Comments on: What is automatic differentiation, and why does it work?

By: In Heaven Now Are Three « Changing the world

In Heaven Now Are Three « Changing the world — Mon, 09 Feb 2009 19:30:56 +0000

[...] Short summary: I rant a little about how I found out about Automatic Differentiation from Conal Elliott and then from wikipedia. After this I speak a little about how this tool was useful once in my [...]

By: Conal Elliott » Blog Archive » From the chain rule to automatic differentiation

Sun, 08 Feb 2009 22:14:16 +0000

[...] What is automatic differentiation, and why does it work?, I gave a semantic model that explains what automatic differentiation (AD) accomplishes. Correct [...]

By: conal

conal — Mon, 02 Feb 2009 19:29:16 +0000

Simon, Thanks for the tip. Yes, I know Barak (CMU classmates). The issue he raises is "nested AD" -- derivatives of functions built out of derivatives, and the danger of confusing one infinitessimal (perturbation) with another. I've read his Nesting forward-mode AD in a functional framework a couple of time and haven't yet gotten my head around whether the problem is inherent in AD or in a way of attacking it. A related post is Differentiating regions by Chung-chieh Shan.

By: Simon PJ

Simon PJ — Mon, 02 Feb 2009 11:39:14 +0000

Conal, do you know Barak Pearlmutter? http://www-bcl.cs.nuim.ie/~barak/. He’s an expert on AD, and knows Haskell too. Well worth talking to.

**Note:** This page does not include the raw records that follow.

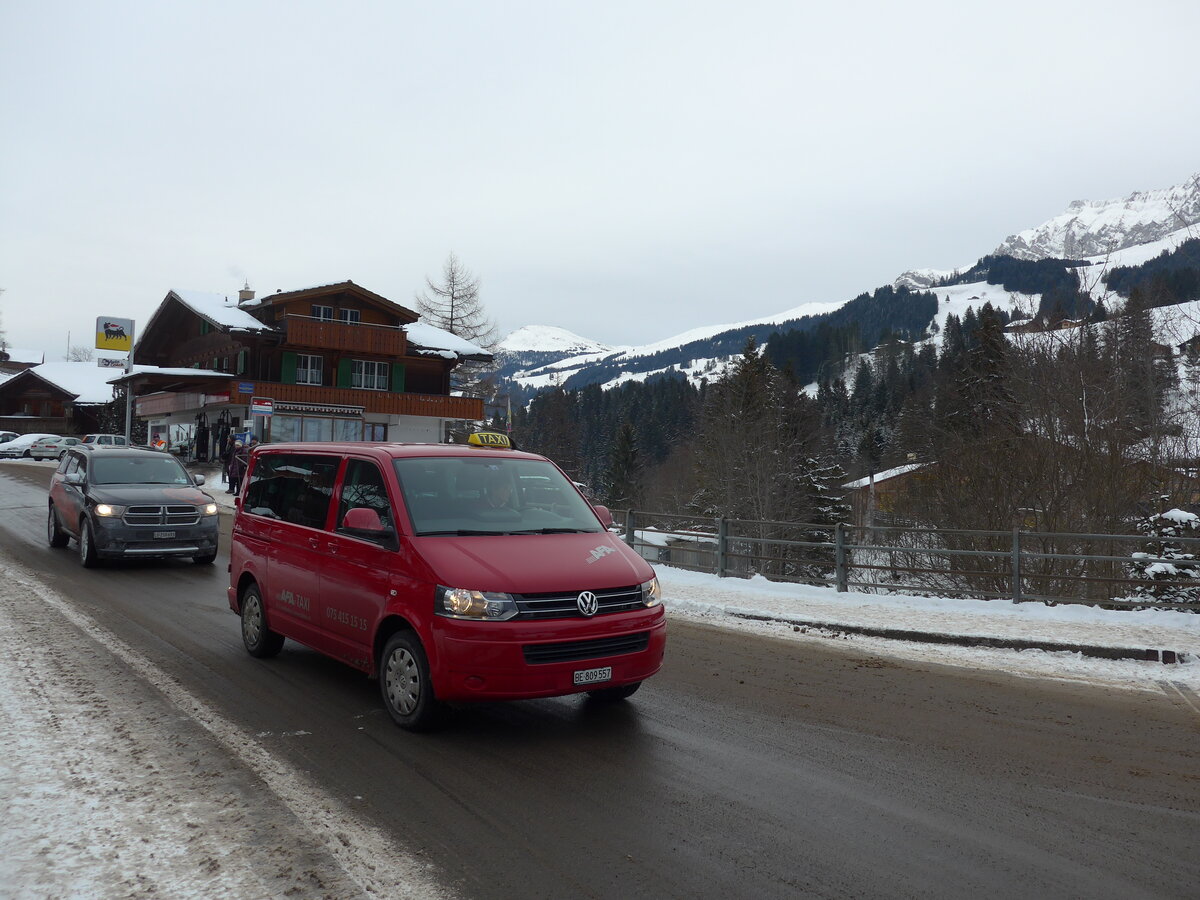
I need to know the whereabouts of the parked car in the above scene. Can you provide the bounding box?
[48,446,220,567]
[0,433,57,459]
[0,431,18,444]
[81,434,130,447]
[28,435,82,460]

My hind-brain memory is that he’s identified something to do with AD that you can nearly-but-not-quite Do Right in Haskell. I never quite got my brain around what that Thing was, but I’m sure he could tell you. It may be that some implementation hack would let you do it Right, but I’m not quite sure what the hack is. It’s cool stuff anyway.

Simon

By: Raoul Duke

Raoul Duke — Thu, 29 Jan 2009 00:11:13 +0000

i read the wikipedia entry

http://en.wikipedia.org/wiki/Automatic_differentiation

and found it not bad. in particular i thought the following really explained AD well vs. the other 2 options:

“AD exploits the fact that any computer program that implements a vector function y = F(x) (generally) can be decomposed into a sequence of elementary assignments, any one of which may be trivially differentiated by a simple table lookup. These elemental partial derivatives, evaluated at a particular argument, are combined in accordance with the chain rule from derivative calculus to form some derivative information for F (such as gradients, tangents, the Jacobian matrix, etc.). This process yields exact (to numerical accuracy) derivatives. Because the symbolic transformation occurs only at the most basic level, AD avoids the computational problems inherent in complex symbolic computation.”